Ed Sheeran zieht die Massen an
Ed Sheeran beschallte mit Gitarre und Loopstation das Letzigrund-Stadion. Rund 96'000 besuchen die beiden Konzerte.

Ed Sheeran weiss, was er macht. Denn bei jedem Konzert auf seiner längst ausverkauften Europatournee tut der bestbezahlte Musiker der Gegenwart genau das Gleiche. Abweichungen von der 17 Stücke starken Setliste des britischen Singer-Songwriters beschränken sich auf winzige Rochaden, müssen die Licht- und Videotechniker zu jedem Stück die passende Stimmung schalten.
Allerdings ist Sheerans Einstieg in das erste von zwei Konzerten im Letzigrund-Stadion durchaus mutig, verheizt er gleich zwei Publikumsfavoriten. Mit «Castle On The Hill» spielt Sheeran einen der Singles aus seinem letzten Werk «÷» (laut Streamingdienst Spotify das meistgestreamte Album im vergangenen Jahr); mit «The A Team» folgt bald darauf sein vielleicht schönster Song, der ihm im Jahr 2011 seinen ersten Hit bescherte. Weniger selbstbewusste Musiker und Musikerinnen hätten diese Songs für die Zielgerade aufbewahrt.

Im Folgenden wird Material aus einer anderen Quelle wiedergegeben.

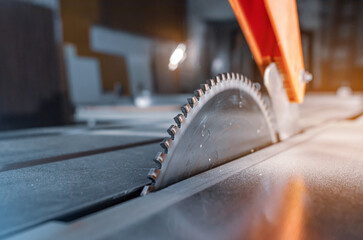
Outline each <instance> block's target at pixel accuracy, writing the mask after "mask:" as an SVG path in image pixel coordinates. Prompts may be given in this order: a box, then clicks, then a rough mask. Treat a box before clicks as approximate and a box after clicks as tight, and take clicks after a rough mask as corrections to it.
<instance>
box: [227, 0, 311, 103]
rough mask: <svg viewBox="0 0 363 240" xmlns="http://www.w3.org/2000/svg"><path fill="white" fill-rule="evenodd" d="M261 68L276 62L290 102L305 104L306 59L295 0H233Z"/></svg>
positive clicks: (247, 38)
mask: <svg viewBox="0 0 363 240" xmlns="http://www.w3.org/2000/svg"><path fill="white" fill-rule="evenodd" d="M229 2H230V4H231V6H232V9H233V11H234V13H235V15H236V18H237V20H238V22H239V25H240V27H241V29H242V31H243V34H244V36H245V38H246V40H247V43H248V45H249V47H250V49H251V52H252V54H253V57H254V58H255V61H256V63H257V65H258V67H259V69H260V71H261V72H262V74H263V72H264V70H265V68H266V67H267V66H268V65H269V64H270V63H272V62H275V63H276V65H277V67H278V69H279V72H280V74H281V76H282V79H283V83H284V88H285V90H286V94H287V96H288V98H289V100H290V102H295V103H301V102H302V101H303V99H304V94H305V83H304V82H303V81H302V80H301V74H302V71H303V70H304V69H305V67H304V59H303V53H302V47H301V37H300V27H299V20H298V15H297V6H296V1H295V0H229Z"/></svg>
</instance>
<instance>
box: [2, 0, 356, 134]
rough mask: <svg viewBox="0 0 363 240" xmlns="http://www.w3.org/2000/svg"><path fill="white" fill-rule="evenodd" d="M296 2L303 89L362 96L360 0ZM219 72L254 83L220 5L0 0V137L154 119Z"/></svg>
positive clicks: (169, 0)
mask: <svg viewBox="0 0 363 240" xmlns="http://www.w3.org/2000/svg"><path fill="white" fill-rule="evenodd" d="M297 3H298V12H299V18H300V28H301V37H302V43H303V51H304V60H305V65H306V68H307V70H308V71H309V72H311V73H313V76H314V80H313V81H312V82H311V83H310V84H309V85H308V88H307V91H308V92H314V91H318V92H336V91H338V90H342V89H344V91H345V92H348V93H349V92H351V91H353V92H355V91H357V92H359V91H363V81H362V77H363V44H362V43H363V14H362V13H363V1H359V0H298V1H297ZM227 71H234V72H239V73H243V74H244V75H246V76H247V77H248V78H250V79H251V80H253V81H255V82H260V83H262V82H261V74H260V72H259V71H258V69H257V67H256V65H255V63H254V60H253V58H252V55H251V53H250V51H249V48H248V45H247V43H246V41H245V39H244V37H243V35H242V32H241V30H240V28H239V26H238V23H237V21H236V19H235V17H234V14H233V12H232V10H231V7H230V5H229V3H228V1H227V0H133V1H130V0H87V1H85V0H2V1H0V130H2V131H3V130H12V129H23V128H33V127H43V126H57V125H69V124H78V125H82V124H87V126H94V125H96V124H98V123H102V122H103V123H104V122H117V121H121V120H122V119H124V118H126V117H127V116H128V115H130V114H131V113H134V115H133V116H135V114H136V115H137V113H140V114H139V117H140V118H144V119H148V118H152V113H155V112H158V111H159V112H162V111H163V110H168V111H169V110H170V109H174V106H179V105H181V104H183V103H185V101H186V96H189V94H190V93H192V92H193V90H195V89H196V88H198V87H199V84H200V83H202V82H204V81H205V80H206V79H208V78H211V77H212V76H214V75H216V74H219V73H222V72H227ZM138 109H142V110H140V111H139V110H138ZM147 112H149V113H148V114H147Z"/></svg>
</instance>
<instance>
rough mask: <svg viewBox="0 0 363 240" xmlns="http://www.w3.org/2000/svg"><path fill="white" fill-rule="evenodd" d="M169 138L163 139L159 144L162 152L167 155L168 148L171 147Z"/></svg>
mask: <svg viewBox="0 0 363 240" xmlns="http://www.w3.org/2000/svg"><path fill="white" fill-rule="evenodd" d="M171 141H172V140H171V138H165V139H164V140H163V141H162V142H161V143H160V146H161V147H162V148H163V149H164V152H165V153H166V154H167V153H168V151H169V148H170V147H171Z"/></svg>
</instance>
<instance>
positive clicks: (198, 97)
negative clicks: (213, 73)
mask: <svg viewBox="0 0 363 240" xmlns="http://www.w3.org/2000/svg"><path fill="white" fill-rule="evenodd" d="M194 95H195V96H196V97H197V99H198V100H199V99H200V98H201V97H202V96H203V95H204V92H203V90H202V89H197V90H195V91H194Z"/></svg>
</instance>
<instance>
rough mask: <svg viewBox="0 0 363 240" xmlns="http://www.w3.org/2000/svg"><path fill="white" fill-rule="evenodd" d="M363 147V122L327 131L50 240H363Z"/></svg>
mask: <svg viewBox="0 0 363 240" xmlns="http://www.w3.org/2000/svg"><path fill="white" fill-rule="evenodd" d="M362 142H363V121H358V120H357V121H346V122H342V123H331V124H326V126H324V127H323V128H320V129H313V130H310V131H307V132H305V133H303V134H300V135H299V136H297V137H294V138H292V139H290V140H288V141H286V142H283V143H280V144H277V145H273V146H271V147H268V148H265V149H263V150H260V151H258V152H256V153H253V154H250V155H248V156H246V157H243V158H241V159H239V160H236V161H233V162H231V163H228V164H225V165H222V166H220V167H217V168H215V169H212V170H210V171H207V172H204V173H202V174H199V175H197V176H194V177H192V178H190V179H187V180H185V181H182V182H179V183H177V184H174V185H172V186H170V187H168V188H166V189H164V190H161V191H159V192H156V193H152V194H150V195H148V196H146V197H144V198H138V199H134V200H131V201H129V202H126V203H124V204H120V205H118V206H115V207H113V208H110V209H107V210H104V211H101V212H99V213H97V214H94V215H91V216H89V217H86V218H83V219H81V220H79V221H75V222H74V223H70V224H64V225H62V226H61V227H59V228H57V230H55V231H53V232H51V231H50V232H48V235H47V237H53V238H56V239H83V238H87V239H119V238H120V237H123V238H127V239H361V237H362V236H363V224H362V223H363V159H362V156H363V148H362ZM75 226H77V230H74V229H75ZM43 227H45V229H46V226H43ZM72 229H73V230H72ZM43 230H44V229H43Z"/></svg>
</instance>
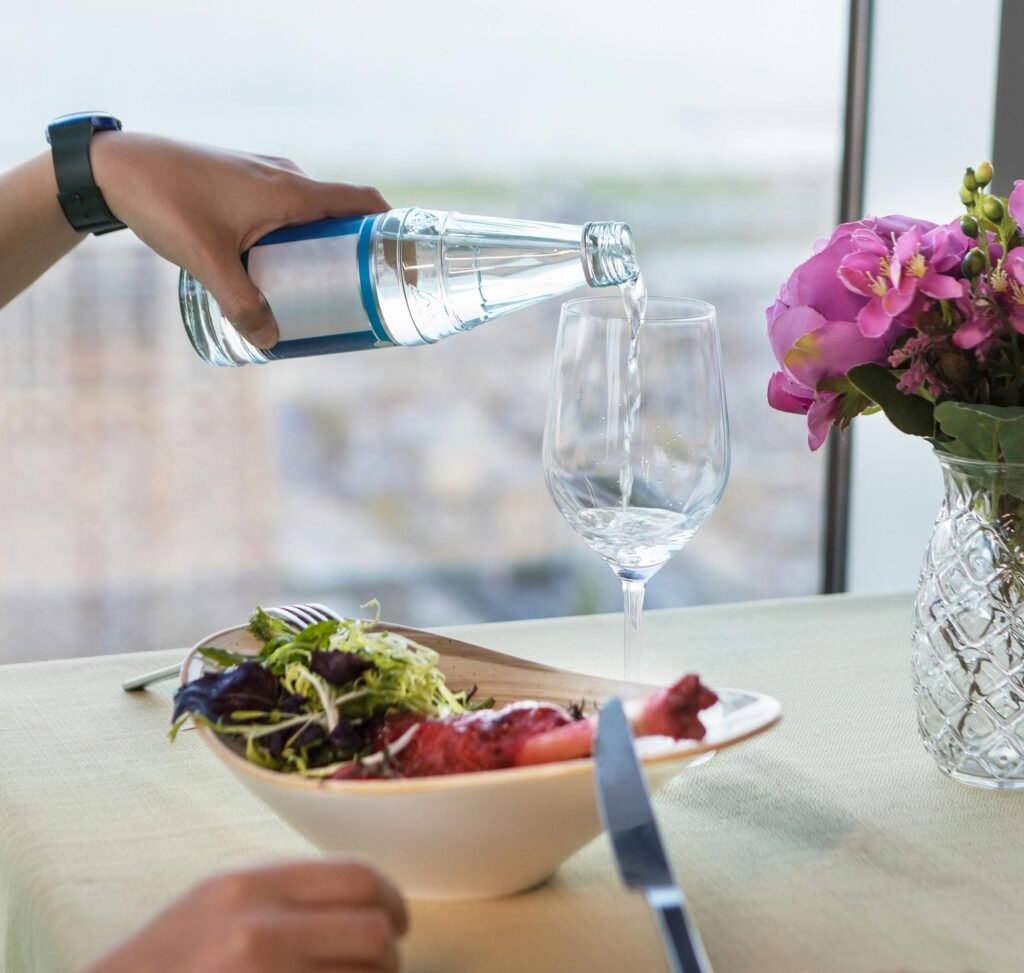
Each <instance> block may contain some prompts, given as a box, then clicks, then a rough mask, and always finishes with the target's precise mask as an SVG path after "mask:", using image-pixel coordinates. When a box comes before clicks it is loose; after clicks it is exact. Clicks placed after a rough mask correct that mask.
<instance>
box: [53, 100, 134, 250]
mask: <svg viewBox="0 0 1024 973" xmlns="http://www.w3.org/2000/svg"><path fill="white" fill-rule="evenodd" d="M120 130H121V121H120V120H119V119H116V118H115V117H114V116H113V115H108V114H106V113H104V112H81V113H79V114H77V115H61V116H60V118H55V119H54V120H53V121H52V122H50V125H49V128H47V129H46V140H47V141H48V142H49V143H50V147H51V150H52V152H53V171H54V173H55V174H56V177H57V200H58V201H59V202H60V208H61V209H62V210H63V212H65V216H67V217H68V222H69V223H71V224H72V226H74V227H75V229H77V230H78V231H79V232H83V234H96V235H99V234H110V232H113V231H114V230H115V229H124V228H125V224H124V223H122V222H121V220H119V219H118V218H117V217H116V216H115V215H114V214H113V213H112V212H111V210H110V207H109V206H108V205H106V201H105V200H104V199H103V194H102V193H100V192H99V186H97V185H96V180H95V179H94V178H93V176H92V164H91V163H90V162H89V142H91V141H92V134H93V132H110V131H120Z"/></svg>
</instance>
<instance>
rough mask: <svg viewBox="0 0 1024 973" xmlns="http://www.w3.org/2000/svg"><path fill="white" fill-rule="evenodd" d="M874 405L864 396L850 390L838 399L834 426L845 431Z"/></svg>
mask: <svg viewBox="0 0 1024 973" xmlns="http://www.w3.org/2000/svg"><path fill="white" fill-rule="evenodd" d="M873 405H874V404H873V403H872V401H871V400H870V399H869V398H868V397H867V396H866V395H864V394H862V393H861V392H858V391H857V390H856V389H855V388H851V390H850V391H849V392H847V393H846V394H845V395H843V397H842V398H841V399H840V403H839V409H838V410H837V412H836V424H837V425H838V426H839V427H840V429H845V428H846V427H847V426H849V425H850V423H851V422H853V420H854V419H856V418H857V416H859V415H860V414H861V413H862V412H864V410H866V409H870V408H871V407H872V406H873Z"/></svg>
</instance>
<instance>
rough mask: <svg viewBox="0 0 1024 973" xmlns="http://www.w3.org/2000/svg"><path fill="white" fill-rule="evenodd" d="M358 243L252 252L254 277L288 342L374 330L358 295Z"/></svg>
mask: <svg viewBox="0 0 1024 973" xmlns="http://www.w3.org/2000/svg"><path fill="white" fill-rule="evenodd" d="M358 239H359V237H358V234H346V235H345V236H343V237H323V238H319V239H316V240H294V241H290V242H289V243H280V244H262V245H260V246H258V247H253V248H252V250H250V251H249V276H250V277H251V278H252V279H253V282H254V283H255V284H256V286H257V287H258V288H259V289H260V290H261V291H262V292H263V296H264V297H265V298H266V299H267V302H268V303H269V304H270V309H271V310H272V311H273V316H274V318H275V319H276V321H278V328H279V329H280V331H281V339H282V340H283V341H290V340H292V339H295V338H321V337H324V336H326V335H337V334H348V333H350V332H356V331H358V332H362V331H369V330H370V322H369V321H368V320H367V312H366V311H365V310H364V308H362V298H361V297H360V295H359V262H358V258H357V256H356V249H355V248H356V244H357V242H358Z"/></svg>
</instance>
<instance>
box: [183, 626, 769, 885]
mask: <svg viewBox="0 0 1024 973" xmlns="http://www.w3.org/2000/svg"><path fill="white" fill-rule="evenodd" d="M382 627H384V628H387V629H388V630H389V631H392V632H396V633H398V634H400V635H403V636H406V637H407V638H411V639H413V640H414V641H417V642H419V643H421V644H423V645H428V646H430V647H431V648H433V649H435V650H436V651H438V652H439V653H440V657H441V661H440V668H441V670H442V671H443V672H444V673H445V675H446V677H447V682H449V685H451V686H452V687H453V688H455V689H461V688H464V687H468V686H472V685H474V684H476V685H478V686H479V687H480V692H481V694H485V695H488V696H495V699H496V704H497V705H498V706H503V705H505V704H506V703H510V702H513V701H515V700H543V701H547V702H551V703H558V704H561V705H563V706H567V705H569V704H570V703H572V702H577V703H579V702H580V701H581V700H586V701H588V702H590V701H598V702H599V701H600V700H603V699H605V697H607V696H610V695H612V694H615V693H627V694H629V693H633V692H636V691H637V690H638V689H641V688H642V689H646V690H649V689H650V688H652V687H649V686H646V687H640V686H637V685H634V684H630V683H625V682H617V681H614V680H608V679H601V678H598V677H595V676H587V675H583V674H580V673H574V672H567V671H565V670H559V669H552V668H550V667H547V666H541V665H538V664H535V663H530V662H526V661H524V660H521V659H517V658H514V657H511V655H506V654H504V653H502V652H496V651H492V650H489V649H485V648H481V647H479V646H476V645H471V644H469V643H468V642H460V641H457V640H455V639H451V638H445V637H442V636H438V635H434V634H431V633H429V632H423V631H419V630H417V629H408V628H402V627H400V626H391V625H382ZM204 645H216V646H219V647H221V648H228V649H232V650H234V651H242V652H250V651H251V652H253V653H255V652H257V651H258V650H259V648H260V643H259V642H258V641H257V639H255V638H254V637H253V636H252V635H251V634H250V633H249V632H248V631H247V630H246V628H245V627H239V628H236V629H230V630H227V631H226V632H221V633H218V634H217V635H216V636H210V637H208V638H206V639H204V640H203V641H201V642H199V643H198V644H197V645H196V646H195V647H194V648H193V650H191V651H190V652H189V653H188V655H187V657H186V659H185V661H184V663H183V665H182V667H181V682H182V683H185V682H187V681H189V680H191V679H196V678H198V677H199V676H200V675H202V674H203V673H204V672H209V671H215V670H217V669H218V667H216V666H214V665H213V664H211V663H209V662H208V661H206V660H205V659H204V658H203V657H202V655H199V654H198V650H199V648H201V647H202V646H204ZM714 688H715V691H716V692H718V694H719V697H720V702H719V703H718V704H716V705H715V706H714V707H712V708H711V709H709V710H706V711H703V712H702V713H701V720H702V721H703V724H705V726H706V727H707V729H708V733H707V736H706V738H705V739H703V741H701V742H700V743H699V744H697V743H694V742H692V741H680V742H675V741H670V739H668V738H667V737H656V738H647V739H643V741H640V742H638V753H640V754H641V757H642V760H643V763H644V765H645V769H646V773H647V778H648V782H649V786H650V788H651V790H654V789H656V788H658V787H660V786H662V785H664V784H665V782H666V781H668V780H669V779H671V778H672V777H673V776H675V775H676V774H677V773H679V772H680V771H681V770H682V769H683V768H684V767H687V766H690V765H692V764H694V763H697V762H700V761H702V760H707V759H708V758H709V757H710V755H711V754H712V753H714V752H715V751H718V750H722V749H724V748H726V747H731V746H733V745H735V744H738V743H740V742H742V741H744V739H749V738H750V737H752V736H754V735H756V734H757V733H760V732H762V731H763V730H766V729H768V728H769V727H770V726H772V725H774V724H775V723H776V722H777V721H778V719H779V717H780V715H781V710H780V707H779V705H778V703H777V702H776V701H775V700H773V699H771V697H770V696H765V695H761V694H759V693H755V692H743V691H739V690H732V689H719V688H718V687H714ZM199 735H200V736H201V737H202V738H203V741H204V742H205V743H206V744H207V746H208V747H209V748H210V749H211V750H212V751H213V753H214V754H216V756H217V757H218V758H219V759H220V760H221V761H222V762H223V763H224V765H225V766H226V767H227V768H228V769H229V770H230V771H231V772H232V773H233V774H234V775H236V776H237V777H238V778H239V779H240V780H241V781H242V782H243V784H244V785H245V786H246V787H248V788H249V789H250V790H251V791H252V792H253V793H254V794H255V795H256V796H257V797H259V798H260V799H261V800H263V801H264V802H266V804H268V805H269V806H270V807H271V808H272V809H273V810H274V811H276V813H278V814H280V815H281V816H282V817H283V818H284V819H285V820H286V821H288V823H289V824H291V826H292V827H293V828H294V829H295V830H296V831H298V832H300V833H301V834H302V835H304V836H305V837H306V838H308V839H309V840H310V841H311V842H312V843H313V844H314V845H316V846H317V847H318V848H321V849H323V850H324V851H327V852H336V853H344V852H350V853H359V854H362V855H366V856H368V857H369V858H370V859H371V860H372V861H374V863H375V864H376V865H377V866H378V868H380V869H381V870H382V871H383V872H385V873H386V874H387V875H388V876H390V877H391V878H392V879H393V880H394V881H395V882H396V883H397V884H398V885H399V886H400V887H401V888H402V890H403V892H404V893H406V894H407V895H409V896H411V897H414V898H433V899H469V898H486V897H492V896H498V895H507V894H510V893H512V892H517V891H520V890H522V889H525V888H529V887H530V886H532V885H536V884H538V883H539V882H542V881H544V880H545V879H546V878H548V876H550V875H551V874H552V873H553V872H554V871H555V870H556V869H557V868H558V865H559V864H560V863H561V862H562V861H564V860H565V858H567V857H568V856H569V855H570V854H572V852H574V851H577V850H578V849H579V848H581V847H583V846H584V845H585V844H587V842H589V841H590V840H591V839H593V838H594V837H596V836H597V835H598V834H599V832H600V830H601V826H600V821H599V819H598V812H597V803H596V799H595V796H594V778H593V772H594V766H593V761H592V760H590V759H587V760H571V761H566V762H563V763H555V764H544V765H540V766H531V767H514V768H510V769H507V770H492V771H485V772H480V773H462V774H452V775H450V776H441V777H423V778H411V779H399V780H373V779H370V780H312V779H306V778H301V777H296V776H293V775H291V774H286V773H279V772H276V771H273V770H267V769H265V768H263V767H258V766H256V765H255V764H252V763H250V762H249V761H247V760H246V759H245V758H244V757H242V756H240V755H239V754H237V753H236V752H234V751H232V750H231V749H230V748H229V747H227V746H226V745H225V744H223V743H222V742H221V741H220V738H219V737H218V736H217V734H216V733H215V732H213V731H211V730H209V729H207V728H205V727H202V726H200V727H199Z"/></svg>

Bald erweist sich der 27-Jährige, der nur mit Gitarre und Loopstation ausgestattet vor das Mikrofon tritt, als gewiefter Moderator. Er bedankt sich bei den 48 000 Zuschauern und Zuschauerinnen im Letzigrund für die Unterstützung und feuert sie dann zum Mitsingen und Mittanzen an. «Hier geht es darum, etwas gemeinsam zu erarbeiten», sagt er. «Heute Abend seid ihr meine Begleitband.» Später schliesst er auch die Boyfriends und Superdads ein, die nur aus Pflichtbewusstsein ihren Freundinnen oder Kindern gegenüber ans Konzert gekommen sind.
Souveräne Gesangslinien
Mit seiner Loopstation türmt Sheeran souverän Gesangslinien, Gitarrenakkorde und live generierte Beats aufeinander, bis er wie eine ganze Band klingt. Bei seinen Vokalharmonien zwischen bebendem Tenor und klagendem Falsett sitzt jede Note, sein Gitarrenspiel ist treibend und rhythmisch vertrackt. Mit dieser Technik gelingt es dem blassen Engländer, einige seiner Stücke zu veredeln. «New Man», eigentlich eine dürftig amüsante Bagatelle über den ach so perfekten neuen Lover der Ex-Freundin, mutiert am Freitagabend zum R'n'B-Kracher.
Ansonsten lässt das Repertoire zu wünschen übrig. Gegen Ende stimmt Sheeran gar viele Balladen an, die sich melodisch, rhythmisch oder inhaltlich kaum auseinanderhalten lassen. Eine Schwäche, über die das grossartige Publikum hinweghilft: Es singt Stücke wie «Perfect» textsicher mit, tanzt und jubelt, wenn Sheeran es dazu auffordert – da kann er sich schon etwas Arroganz erlauben. «Wenn ihr die Worte zu diesem Song nicht kennt, seid ihr am falschen Konzert», leitet er «Thinking Out Loud» augenzwinkernd ein.
Im Zugabenblock gelingt es Sheeran, das verloren gegangene Momentum aufzufangen: Das hüpfende «Shape Of You» ist der grosse Hit aus «÷», auf den das Publikum gewartet hat, für das finale «You Need Me» rappt sich Sheeran schier in Rage: Die Samples scheinen ihm nur so um die Ohren zu fliegen.
Hier wirkt Sheeran endlich selbstvergessen, das aber gar spät. Zu selten gewährt dieser Routinier einen persönlicheren Einblick in sein Songmaterial; zeitweilen bildet Sheeran mit seiner Abgeklärtheit einen Schutzwall, der die vordergründige Verletzlichkeit seiner Songs widerspricht. Ed Sheeran gibt sich emotional, aber live gibt er von sich gar wenig preis.